I finally ended up writing a custom DataSource
in my MainConfig as well as a custom ServletWebServerFactory
to set all the ssl properties for tomcat.
For the case that someone ends up here, looking for a solution to this or a similar problem I'll post some code snippets that might help.
Code for DataSource (I read all the common properties from application properties using the dot-notation, just username and password are read from KeyVault):
@Value("${db-user}")
String dbUser;
@Value("${db-password}")
String dbPwd;
@Bean
@ConfigurationProperties(prefix = "spring.datasource")
public DataSource getDataSource() {
DataSourceBuilder dataSourceBuilder = DataSourceBuilder.create();
dataSourceBuilder.username(dbUser);
dataSourceBuilder.password(dbPwd);
return dataSourceBuilder.build();
}
Code for ServletWebServerFactory (all the used values are injected as above using @Value
-annotation):
@Bean
public ServletWebServerFactory servletContainer() {
TomcatServletWebServerFactory tomcat = new TomcatServletWebServerFactory();
TomcatConnectorCustomizer tomcatConnectorCustomizer = connector -> {
connector.setPort(port);
connector.setScheme("https");
connector.setSecure(true);
Http11NioProtocol protocol = (Http11NioProtocol) connector.getProtocolHandler();
protocol.setSSLEnabled(true);
protocol.setKeystoreType(keyStoreType);
protocol.setKeystoreProvider(keyStoreProvider);
protocol.setKeystoreFile(keyStorePath);
protocol.setKeystorePass(keyStorePassword);
protocol.setKeyAlias(keyAlias);
protocol.setTruststoreFile(trustStorePath);
protocol.setTruststorePass(trustStorePassword);
protocol.setSSLVerifyClient(clientAuth);
};
tomcat.addConnectorCustomizers(tomcatConnectorCustomizer);
return tomcat;
}
There where some other places where I had to use something similar, but as this was specially for our solution I won't post it here. I think you might get the idea how to solve things like this from the posted code.
Upvotes: 2
Reputation: 15629
Secret names can only contain alphanumeric characters and dashes.

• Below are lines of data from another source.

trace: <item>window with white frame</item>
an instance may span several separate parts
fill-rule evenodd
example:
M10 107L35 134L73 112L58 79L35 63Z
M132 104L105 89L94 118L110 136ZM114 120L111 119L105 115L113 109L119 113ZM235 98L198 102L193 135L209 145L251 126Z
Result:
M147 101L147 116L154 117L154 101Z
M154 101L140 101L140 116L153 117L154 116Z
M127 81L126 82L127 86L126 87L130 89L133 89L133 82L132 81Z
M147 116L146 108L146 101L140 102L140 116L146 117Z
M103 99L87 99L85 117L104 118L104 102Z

Secret name is only a name, what we need is the value of it. I am using dashes instead of dots.
@Value("${spring-datasource-password}")
private String dataSourcePassword;
Update:
I wondered if there is a simple way to tell spring to use dashes instead of dots so it won't be necessary to write extra code.
As far as I know, there is no such way.